Angkor Wat was the most anticipated part of our trip. It had been on my bucket list for decades.
We had an ideal introduction to Angkor Wat when an Australian archaeologist, David Brotherson of the University of Sydney, lectured us on the Greater Angkor Project, which seeks an understanding of the city as a whole and not just the temples. His PhD thesis involves mapping the city from 802-1431 AD, known as the Angkorian Period.
I had not realized that at one time the Khmer Empire included all of Southeast Asia.
Angkor’s 100 or so temples make up the skeleton of a spectacular administrative and religious center which had houses, palaces and public buildings constructed of wood. They have long since decayed.
The right to dwell in brick or stone structures was reserved for the gods. The Khmer king identified with Shiva, Brotherson explained, which led to stability.

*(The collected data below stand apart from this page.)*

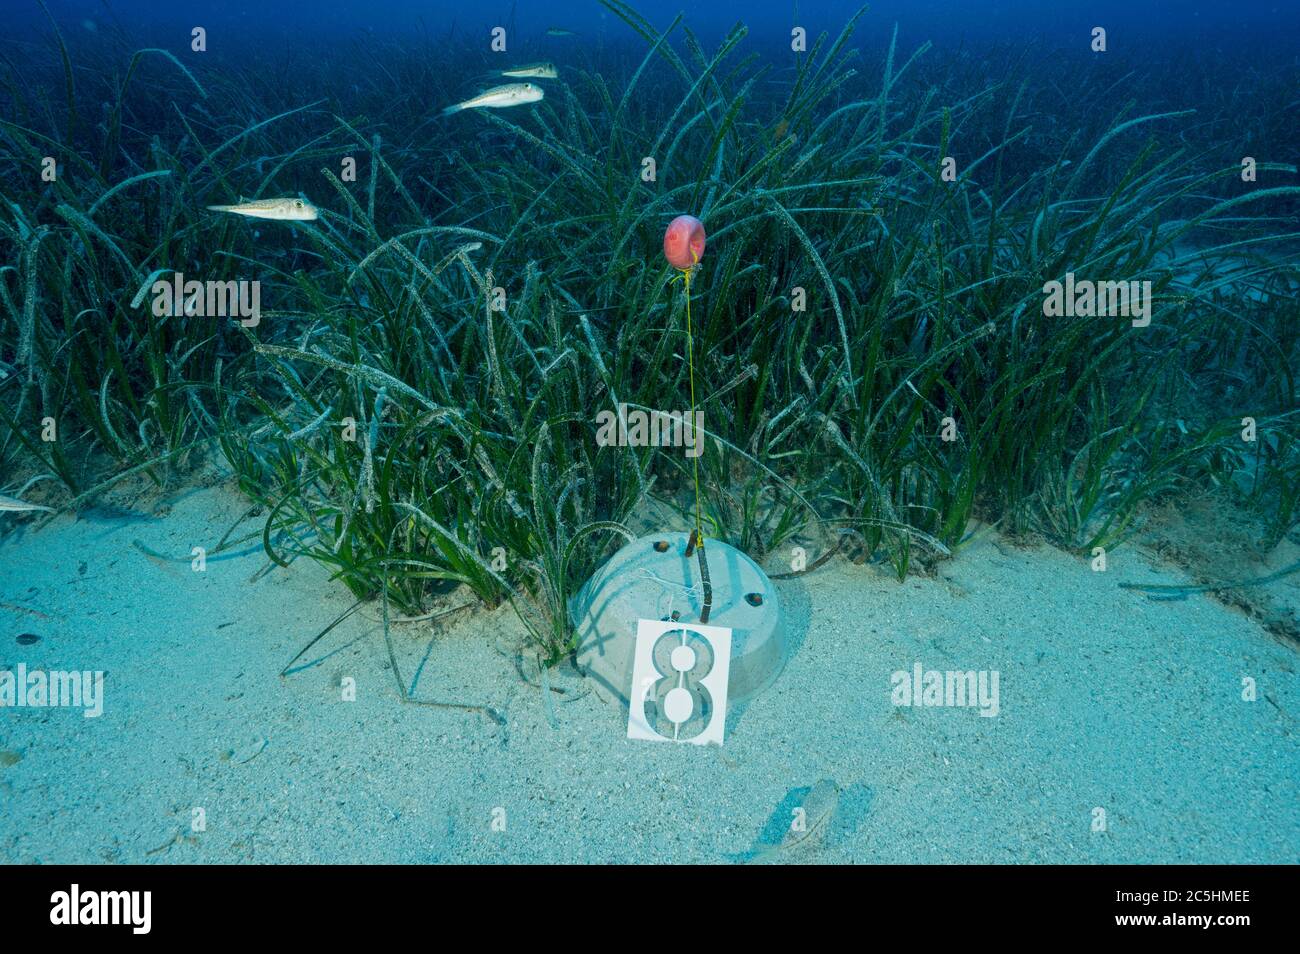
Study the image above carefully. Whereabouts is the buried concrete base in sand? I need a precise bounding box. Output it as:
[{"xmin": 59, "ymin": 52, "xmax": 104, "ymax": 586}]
[{"xmin": 571, "ymin": 530, "xmax": 786, "ymax": 733}]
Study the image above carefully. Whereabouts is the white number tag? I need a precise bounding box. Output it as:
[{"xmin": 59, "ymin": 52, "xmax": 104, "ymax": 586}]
[{"xmin": 627, "ymin": 618, "xmax": 732, "ymax": 745}]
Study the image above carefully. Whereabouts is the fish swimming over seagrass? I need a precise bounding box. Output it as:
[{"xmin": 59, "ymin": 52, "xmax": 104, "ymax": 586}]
[
  {"xmin": 205, "ymin": 197, "xmax": 319, "ymax": 221},
  {"xmin": 501, "ymin": 62, "xmax": 558, "ymax": 79},
  {"xmin": 442, "ymin": 83, "xmax": 544, "ymax": 115},
  {"xmin": 735, "ymin": 778, "xmax": 841, "ymax": 865},
  {"xmin": 0, "ymin": 494, "xmax": 54, "ymax": 514}
]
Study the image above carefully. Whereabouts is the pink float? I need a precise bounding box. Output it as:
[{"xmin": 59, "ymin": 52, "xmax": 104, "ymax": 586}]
[{"xmin": 663, "ymin": 214, "xmax": 706, "ymax": 270}]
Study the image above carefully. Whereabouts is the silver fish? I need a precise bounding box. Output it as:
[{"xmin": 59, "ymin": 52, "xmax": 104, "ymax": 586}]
[
  {"xmin": 206, "ymin": 197, "xmax": 318, "ymax": 221},
  {"xmin": 546, "ymin": 28, "xmax": 578, "ymax": 37},
  {"xmin": 442, "ymin": 83, "xmax": 544, "ymax": 116},
  {"xmin": 501, "ymin": 62, "xmax": 558, "ymax": 80},
  {"xmin": 0, "ymin": 494, "xmax": 54, "ymax": 514}
]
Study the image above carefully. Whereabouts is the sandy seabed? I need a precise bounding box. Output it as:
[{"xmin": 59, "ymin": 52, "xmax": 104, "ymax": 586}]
[{"xmin": 1, "ymin": 481, "xmax": 1296, "ymax": 864}]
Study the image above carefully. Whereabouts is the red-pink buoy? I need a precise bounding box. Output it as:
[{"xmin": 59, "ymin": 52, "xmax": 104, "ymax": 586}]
[{"xmin": 663, "ymin": 215, "xmax": 706, "ymax": 270}]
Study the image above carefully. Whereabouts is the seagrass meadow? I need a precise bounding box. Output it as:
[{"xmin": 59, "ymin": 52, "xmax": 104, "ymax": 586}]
[
  {"xmin": 5, "ymin": 3, "xmax": 1298, "ymax": 650},
  {"xmin": 2, "ymin": 0, "xmax": 1300, "ymax": 868}
]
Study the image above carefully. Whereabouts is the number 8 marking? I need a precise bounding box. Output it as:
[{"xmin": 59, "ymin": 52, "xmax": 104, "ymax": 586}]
[{"xmin": 644, "ymin": 629, "xmax": 715, "ymax": 740}]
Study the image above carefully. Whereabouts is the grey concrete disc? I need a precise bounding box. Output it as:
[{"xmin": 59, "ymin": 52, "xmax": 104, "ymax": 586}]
[{"xmin": 572, "ymin": 531, "xmax": 785, "ymax": 713}]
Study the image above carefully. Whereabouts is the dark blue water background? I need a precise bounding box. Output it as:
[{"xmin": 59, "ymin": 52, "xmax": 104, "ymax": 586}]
[{"xmin": 10, "ymin": 1, "xmax": 1299, "ymax": 55}]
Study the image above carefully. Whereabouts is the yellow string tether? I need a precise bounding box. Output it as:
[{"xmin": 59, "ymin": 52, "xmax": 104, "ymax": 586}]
[{"xmin": 681, "ymin": 258, "xmax": 702, "ymax": 545}]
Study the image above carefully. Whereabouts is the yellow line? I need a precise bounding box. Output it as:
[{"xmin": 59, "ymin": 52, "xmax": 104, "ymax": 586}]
[{"xmin": 683, "ymin": 266, "xmax": 702, "ymax": 542}]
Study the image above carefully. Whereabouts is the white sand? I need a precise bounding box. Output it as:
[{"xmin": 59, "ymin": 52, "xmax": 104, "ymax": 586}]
[{"xmin": 1, "ymin": 482, "xmax": 1296, "ymax": 863}]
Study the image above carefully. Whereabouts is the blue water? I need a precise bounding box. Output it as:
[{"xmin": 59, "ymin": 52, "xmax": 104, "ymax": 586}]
[{"xmin": 12, "ymin": 0, "xmax": 1300, "ymax": 48}]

The temple is at the center of the complex. The reservoir was built in the 10th century and the second temple in the 12th century. They believe Angkor Wat started to decline in the 15th century.

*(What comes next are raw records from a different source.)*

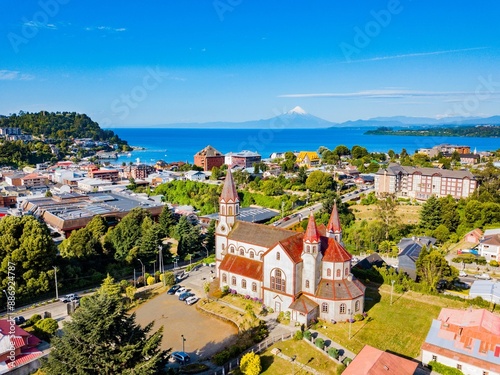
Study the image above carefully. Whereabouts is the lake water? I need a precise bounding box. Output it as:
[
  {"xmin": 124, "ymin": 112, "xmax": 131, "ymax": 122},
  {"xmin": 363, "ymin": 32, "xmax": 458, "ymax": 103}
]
[{"xmin": 108, "ymin": 127, "xmax": 500, "ymax": 164}]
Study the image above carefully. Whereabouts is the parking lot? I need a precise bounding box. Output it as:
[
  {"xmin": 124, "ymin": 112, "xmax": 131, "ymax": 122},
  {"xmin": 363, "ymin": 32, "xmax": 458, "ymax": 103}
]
[{"xmin": 133, "ymin": 265, "xmax": 238, "ymax": 363}]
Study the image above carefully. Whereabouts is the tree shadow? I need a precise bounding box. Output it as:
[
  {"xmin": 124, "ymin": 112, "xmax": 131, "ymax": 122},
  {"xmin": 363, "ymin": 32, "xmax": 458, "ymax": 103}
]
[{"xmin": 259, "ymin": 354, "xmax": 275, "ymax": 372}]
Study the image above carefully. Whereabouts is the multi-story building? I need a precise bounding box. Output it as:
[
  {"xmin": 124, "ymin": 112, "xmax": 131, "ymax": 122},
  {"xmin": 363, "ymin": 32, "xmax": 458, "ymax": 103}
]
[
  {"xmin": 418, "ymin": 144, "xmax": 471, "ymax": 158},
  {"xmin": 194, "ymin": 145, "xmax": 225, "ymax": 171},
  {"xmin": 216, "ymin": 171, "xmax": 365, "ymax": 326},
  {"xmin": 375, "ymin": 163, "xmax": 477, "ymax": 200},
  {"xmin": 122, "ymin": 164, "xmax": 155, "ymax": 180},
  {"xmin": 296, "ymin": 151, "xmax": 320, "ymax": 168},
  {"xmin": 21, "ymin": 173, "xmax": 49, "ymax": 188},
  {"xmin": 421, "ymin": 308, "xmax": 500, "ymax": 375},
  {"xmin": 478, "ymin": 229, "xmax": 500, "ymax": 262},
  {"xmin": 225, "ymin": 151, "xmax": 261, "ymax": 168},
  {"xmin": 0, "ymin": 127, "xmax": 22, "ymax": 136},
  {"xmin": 87, "ymin": 169, "xmax": 119, "ymax": 182}
]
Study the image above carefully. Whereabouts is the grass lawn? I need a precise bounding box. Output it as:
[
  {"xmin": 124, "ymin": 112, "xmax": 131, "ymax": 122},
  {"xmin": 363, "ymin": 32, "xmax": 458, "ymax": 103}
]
[
  {"xmin": 315, "ymin": 284, "xmax": 466, "ymax": 358},
  {"xmin": 259, "ymin": 339, "xmax": 341, "ymax": 375},
  {"xmin": 350, "ymin": 204, "xmax": 421, "ymax": 225},
  {"xmin": 220, "ymin": 294, "xmax": 263, "ymax": 316},
  {"xmin": 199, "ymin": 299, "xmax": 260, "ymax": 330}
]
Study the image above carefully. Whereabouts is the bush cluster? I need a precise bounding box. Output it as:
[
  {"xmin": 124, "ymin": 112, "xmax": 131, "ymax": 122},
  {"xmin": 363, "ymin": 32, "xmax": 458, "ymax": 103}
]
[{"xmin": 428, "ymin": 360, "xmax": 464, "ymax": 375}]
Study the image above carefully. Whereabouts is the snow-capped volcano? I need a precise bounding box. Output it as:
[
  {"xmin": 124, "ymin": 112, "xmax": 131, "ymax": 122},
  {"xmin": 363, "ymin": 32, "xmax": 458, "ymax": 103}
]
[{"xmin": 287, "ymin": 106, "xmax": 307, "ymax": 115}]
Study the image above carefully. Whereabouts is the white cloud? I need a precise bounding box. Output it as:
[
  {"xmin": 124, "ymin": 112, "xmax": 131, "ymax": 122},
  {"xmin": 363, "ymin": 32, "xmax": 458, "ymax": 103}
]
[
  {"xmin": 23, "ymin": 21, "xmax": 57, "ymax": 30},
  {"xmin": 278, "ymin": 89, "xmax": 494, "ymax": 99},
  {"xmin": 347, "ymin": 47, "xmax": 488, "ymax": 63},
  {"xmin": 85, "ymin": 26, "xmax": 127, "ymax": 32},
  {"xmin": 0, "ymin": 70, "xmax": 34, "ymax": 81}
]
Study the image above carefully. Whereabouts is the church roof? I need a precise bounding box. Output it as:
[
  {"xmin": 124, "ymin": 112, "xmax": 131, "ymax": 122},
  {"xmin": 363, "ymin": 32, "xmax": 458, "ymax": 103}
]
[
  {"xmin": 220, "ymin": 169, "xmax": 239, "ymax": 203},
  {"xmin": 321, "ymin": 237, "xmax": 352, "ymax": 262},
  {"xmin": 304, "ymin": 214, "xmax": 320, "ymax": 243},
  {"xmin": 219, "ymin": 254, "xmax": 263, "ymax": 280},
  {"xmin": 289, "ymin": 294, "xmax": 319, "ymax": 314},
  {"xmin": 227, "ymin": 221, "xmax": 296, "ymax": 248},
  {"xmin": 195, "ymin": 145, "xmax": 223, "ymax": 157},
  {"xmin": 276, "ymin": 233, "xmax": 305, "ymax": 263},
  {"xmin": 316, "ymin": 278, "xmax": 365, "ymax": 301},
  {"xmin": 326, "ymin": 201, "xmax": 342, "ymax": 233}
]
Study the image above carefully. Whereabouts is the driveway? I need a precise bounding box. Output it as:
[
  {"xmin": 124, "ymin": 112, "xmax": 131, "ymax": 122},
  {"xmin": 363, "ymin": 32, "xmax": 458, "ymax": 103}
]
[{"xmin": 133, "ymin": 265, "xmax": 238, "ymax": 362}]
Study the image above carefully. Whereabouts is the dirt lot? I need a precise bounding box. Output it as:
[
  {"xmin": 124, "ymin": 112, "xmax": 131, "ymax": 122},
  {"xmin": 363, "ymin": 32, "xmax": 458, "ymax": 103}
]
[
  {"xmin": 350, "ymin": 203, "xmax": 421, "ymax": 224},
  {"xmin": 133, "ymin": 266, "xmax": 238, "ymax": 363}
]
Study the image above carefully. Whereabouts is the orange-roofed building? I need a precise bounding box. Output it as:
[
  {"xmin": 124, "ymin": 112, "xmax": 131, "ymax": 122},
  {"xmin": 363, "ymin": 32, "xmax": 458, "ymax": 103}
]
[
  {"xmin": 0, "ymin": 320, "xmax": 42, "ymax": 372},
  {"xmin": 421, "ymin": 308, "xmax": 500, "ymax": 375},
  {"xmin": 343, "ymin": 345, "xmax": 418, "ymax": 375},
  {"xmin": 216, "ymin": 171, "xmax": 365, "ymax": 326}
]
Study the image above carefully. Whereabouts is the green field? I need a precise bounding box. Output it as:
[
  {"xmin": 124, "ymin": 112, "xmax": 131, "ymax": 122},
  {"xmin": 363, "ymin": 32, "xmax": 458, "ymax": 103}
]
[{"xmin": 315, "ymin": 284, "xmax": 466, "ymax": 358}]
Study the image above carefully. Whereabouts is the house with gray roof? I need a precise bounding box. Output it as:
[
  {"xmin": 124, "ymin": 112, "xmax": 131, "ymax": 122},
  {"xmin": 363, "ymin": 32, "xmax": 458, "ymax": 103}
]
[{"xmin": 397, "ymin": 236, "xmax": 437, "ymax": 280}]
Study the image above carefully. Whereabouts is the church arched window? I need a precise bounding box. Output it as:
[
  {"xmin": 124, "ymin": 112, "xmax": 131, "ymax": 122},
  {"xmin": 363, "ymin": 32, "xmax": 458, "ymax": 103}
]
[
  {"xmin": 241, "ymin": 279, "xmax": 247, "ymax": 289},
  {"xmin": 345, "ymin": 268, "xmax": 348, "ymax": 277},
  {"xmin": 327, "ymin": 269, "xmax": 331, "ymax": 277},
  {"xmin": 270, "ymin": 269, "xmax": 286, "ymax": 293},
  {"xmin": 336, "ymin": 269, "xmax": 341, "ymax": 278},
  {"xmin": 252, "ymin": 282, "xmax": 257, "ymax": 292},
  {"xmin": 250, "ymin": 251, "xmax": 254, "ymax": 259},
  {"xmin": 276, "ymin": 252, "xmax": 280, "ymax": 260},
  {"xmin": 322, "ymin": 303, "xmax": 328, "ymax": 313},
  {"xmin": 340, "ymin": 303, "xmax": 346, "ymax": 314},
  {"xmin": 221, "ymin": 206, "xmax": 226, "ymax": 215},
  {"xmin": 355, "ymin": 300, "xmax": 360, "ymax": 312},
  {"xmin": 305, "ymin": 280, "xmax": 310, "ymax": 288},
  {"xmin": 240, "ymin": 248, "xmax": 244, "ymax": 256},
  {"xmin": 228, "ymin": 206, "xmax": 233, "ymax": 215},
  {"xmin": 222, "ymin": 274, "xmax": 227, "ymax": 283},
  {"xmin": 306, "ymin": 245, "xmax": 310, "ymax": 253},
  {"xmin": 230, "ymin": 246, "xmax": 235, "ymax": 254},
  {"xmin": 231, "ymin": 276, "xmax": 236, "ymax": 286}
]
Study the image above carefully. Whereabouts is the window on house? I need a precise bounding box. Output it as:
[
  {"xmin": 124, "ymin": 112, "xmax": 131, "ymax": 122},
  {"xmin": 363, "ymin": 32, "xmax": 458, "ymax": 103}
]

It’s horrible to think what happened to these temples in the 1970’s and the 1990’s. During these times of civil war, Angkor Wat became a battlefield and looting was rampant.
Our guide, Kheang (who was fantastic) was conscripted at the age of 13. He remembers sleeping with his AK47 inside the temple at night. He saw a Buddha’s head being taken away one night.
Artifacts are still being discovered all over the world. Some of them are being returned to Cambodia but many are lost forever.
Because we were a small group and had an experienced guide, we were able to visit some of the lesser known and seldom visited areas: Banteay Srei, also known as the “Citadel of Women,” and Banteay Samre.
We had a lovely sunset experience in a gondola-like boat with wine and canapes served. We were really lucky that our boatman happened to be a sometime singer and he serenaded all of us as he paddled us around the moat at sunset.
Angkor Wat is a place of magic and spirituality that will long stay with me.